Excêntrico: Esse prefeito é um desastre.
Pobre Janan: Pois é, complicado.
E: Vive mudando o nome de ruas pra agradar militância.
PJ: É tipo, amigo, só foca em resolver o trânsito.
E: Mas, né, já era de se esperar.
PJ: Como assim?
E: Ora, você sabe que ele é um fantoche da elite globalista, né?
PJ: Ah…

À medida que a conversa fica mais absurda, eu me limito a murmúrios genéricos (“Mmm!”) em vez de responder com palavras.

Agora imagine essa tática do anzol e da isca em escala nacional, e você tem o movimento anti-woke. Até pouco tempo atrás, os conservadores apresentavam um argumento com o qual muitos eleitores concordavam: que o woke é um dogma iliberal, e que os próprios liberais eram fracos demais para enfrentá-lo.

Agora, depois de vencer essa batalha, esse discurso está escorregando para um absolutismo da liberdade de expressão, patrulhamento do patriotismo alheio e uma obsessão com cultura que não encontra tanto interesse no público. Leia o discurso de JD Vance em Munique. Ou o de Kemi Badenoch em Londres logo depois, no qual essa aspirante de 45 anos ao cargo de primeira-ministra do Reino Unido começou com uma frase (“A civilização ocidental está em crise”) que poderia muito bem ser o tema de um debate universitário.

O público quer que o woke suma, não uma conversa interminável sobre o assunto.

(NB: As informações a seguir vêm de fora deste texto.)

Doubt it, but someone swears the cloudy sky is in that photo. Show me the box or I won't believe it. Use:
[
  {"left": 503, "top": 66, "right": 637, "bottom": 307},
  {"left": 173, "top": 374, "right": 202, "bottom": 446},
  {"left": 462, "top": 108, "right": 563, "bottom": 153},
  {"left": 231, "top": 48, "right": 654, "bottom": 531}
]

Como alguém que identificou o auge do movimento woke cedo, e não ficou triste ao vê-lo desaparecer, digo o seguinte: o público quer que o woke suma. Mas isso não significa que queira ser submetido a uma conversa interminável sobre o tema. E certamente nunca aprovou o extremo oposto desse movimento, que é o conservadorismo cultural. A direita está exagerando na dose.

Como prova da crise ocidental, Badenoch destacou uma pesquisa que mostrou que os jovens britânicos demonstram pouco amor pelo próprio país. (Sobre a Rússia, no entanto, ela passou apenas uma frase, o que já deveria ser suficiente para questionar sua seriedade.) Mesmo se o discurso não se contradissesse — nossa civilização é “incrível”, mas também tão frágil que não pode sobreviver a uma geração de jovens mal-humorados — por que ela está gastando tempo falando essas besteiras? O que um governo do Reino Unido pode fazer sobre o destino da civilização? Eu não sei qual é o plano econômico dela, mas estou cada vez mais informado sobre sua angústia cultural. Se isso já é Hegel demais para mim, imagine para o eleitorado.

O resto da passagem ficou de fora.